13.5 Validation-First Analytics

Validation-first analytics inverts the typical workflow: instead of building an analysis and then checking whether it is correct, you define what “correct” means before you write any code. This is analogous to test-driven development (TDD) in software engineering, where tests are written before the code that must pass them (Beck 2003). Systems like Amazon’s Deequ have demonstrated that “unit tests for data” — declarative validation checks applied to data pipelines — can be automated at scale (Schelter et al. 2018).

13.5.1 Writing Validation Checks

Validation checks are specific, testable conditions that the analysis must satisfy. They fall into several categories:

Data validation — checks applied to the cleaned dataset before modeling:

Does the dataset have the expected number of rows and columns?
Are all required variables present?
Do variable types match the data specification?
Are values within expected ranges?
Is the proportion of missing values within acceptable limits?

Analysis validation — checks applied to the model or analysis output:

Does the model meet the minimum performance threshold specified in the requirements?
Are the results consistent with domain knowledge?
Do aggregations match known totals or benchmarks?

Deliverable validation — checks applied to the final output:

Does the report or dashboard answer every key question from the requirements spec?
Are all required visualizations included?
Is the documentation complete?

13.5.2 Validation in R

Validation checks can be implemented as R functions that return pass/fail results. Here is an example using the absenteeism dataset:

# Validation function for the absenteeism dataset
validate_absenteeism <- function(df) {
  checks <- list(
    "Has at least 700 rows" = nrow(df) >= 700,
    "Has ID column" = "ID" %in% names(df),
    "Has absence hours column" = "Absenteeism.time.in.hours" %in% names(df),
    "Age range 18-70" = all(df$Age >= 18 & df$Age <= 70, na.rm = TRUE),
    "BMI range 15-50" = all(df$Body.mass.index >= 15 &
                            df$Body.mass.index <= 50, na.rm = TRUE),
    "No negative absence hours" = all(df$Absenteeism.time.in.hours >= 0,
                                      na.rm = TRUE),
    "Less than 5% missing in any column" = all(
      sapply(df, function(x) mean(is.na(x))) < 0.05
    )
  )

  data.frame(
    Check = names(checks),
    Pass = unlist(checks)
  )
}

# Run validation on the raw dataset
validate_absenteeism(absenteeism)

Check	Pass
Has at least 700 rows	TRUE
Has ID column	TRUE
Has absence hours column	TRUE
Age range 18-70	TRUE
BMI range 15-50	TRUE
No negative absence hours	TRUE
Less than 5% missing in any column	TRUE

Running this function produces a clear pass/fail report. If any check fails, the analyst investigates before proceeding — preventing errors from propagating through the analysis.
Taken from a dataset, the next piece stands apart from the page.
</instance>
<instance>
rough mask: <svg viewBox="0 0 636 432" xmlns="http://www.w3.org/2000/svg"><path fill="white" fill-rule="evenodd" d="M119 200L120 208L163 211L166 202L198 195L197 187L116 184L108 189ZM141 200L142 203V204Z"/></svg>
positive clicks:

13.5.3 AI-Assisted Validation

AI can generate validation scripts directly from a data specification. The analyst describes the expected conditions, and the AI produces an R function customized to those criteria. This is one of the most practical applications of AI in the spec-driven workflow — it translates a human-readable spec into executable code with minimal manual effort.